Ela hesita um segundo, mas aceita. Apresentam-se, pedem cafés, falam do tempo maravilhoso que faz. Depois descobrem que moram no mesmo bairro e cresceram na mesma escola, embora não se lembrem um do outro. Ela refere que tem um filho, que hoje está com o pai. Ele mostra-lhe a mão aberta, sem aliança e diz.
- Eu ainda nem sequer casei. Passou uma hora e, repentinamente, ela anuncia que tem de ir. Contudo, de regresso a casa, pensa que gostou dele e recrimina-se por ter cedido aos receios, por se ter afastado, por não se querer apaixonar com medo de sofrer. Já ele, pensa que estúpido, nem sequer lhe pedi o contacto! E, num impulso, vai atrás dela. Percorre dois quarteirões a correr, sem a descobrir, volta para trás, lança um olhar em redor e dá com ela no passeio do lado de lá. Atravessa a rua, chama-a, alcança-a quase sem fôlego. Ela vira-se, surpreendida, e ele a rir-se, a arquejar, pede-lhe só um bocadinho para recuperar.

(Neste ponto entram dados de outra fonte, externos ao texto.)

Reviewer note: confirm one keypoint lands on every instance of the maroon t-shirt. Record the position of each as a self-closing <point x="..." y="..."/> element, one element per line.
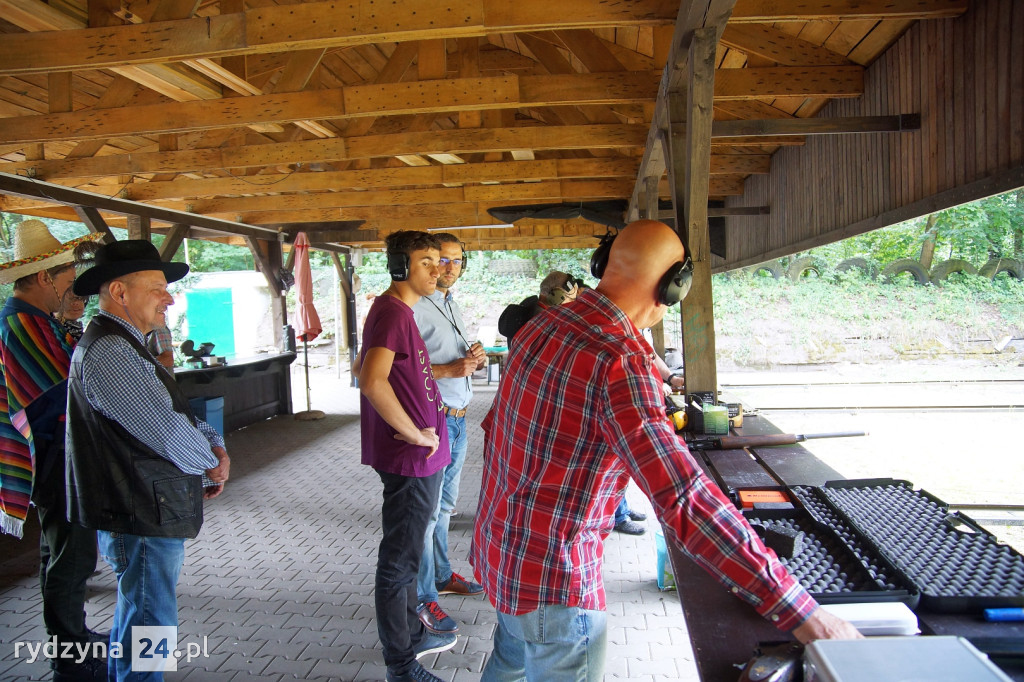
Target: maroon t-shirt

- Que foi? Pergunta-lhe, divertida.
- É que não me deu o seu número de telemóvel e podem passar mais vinte anos sem nos voltarmos a cruzar. Ela solta uma gargalhada, dá-lhe o número, diz-lhe adeus outra vez. Deixa-a ir com um aceno cansado, encosta-se a um carro, grava o número e liga-lhe. Ela acabou de virar a esquina, abana a cabeça, atende.
- E já agora, diz ele, como estamos os dois sozinhos, não quer vir jantar comigo?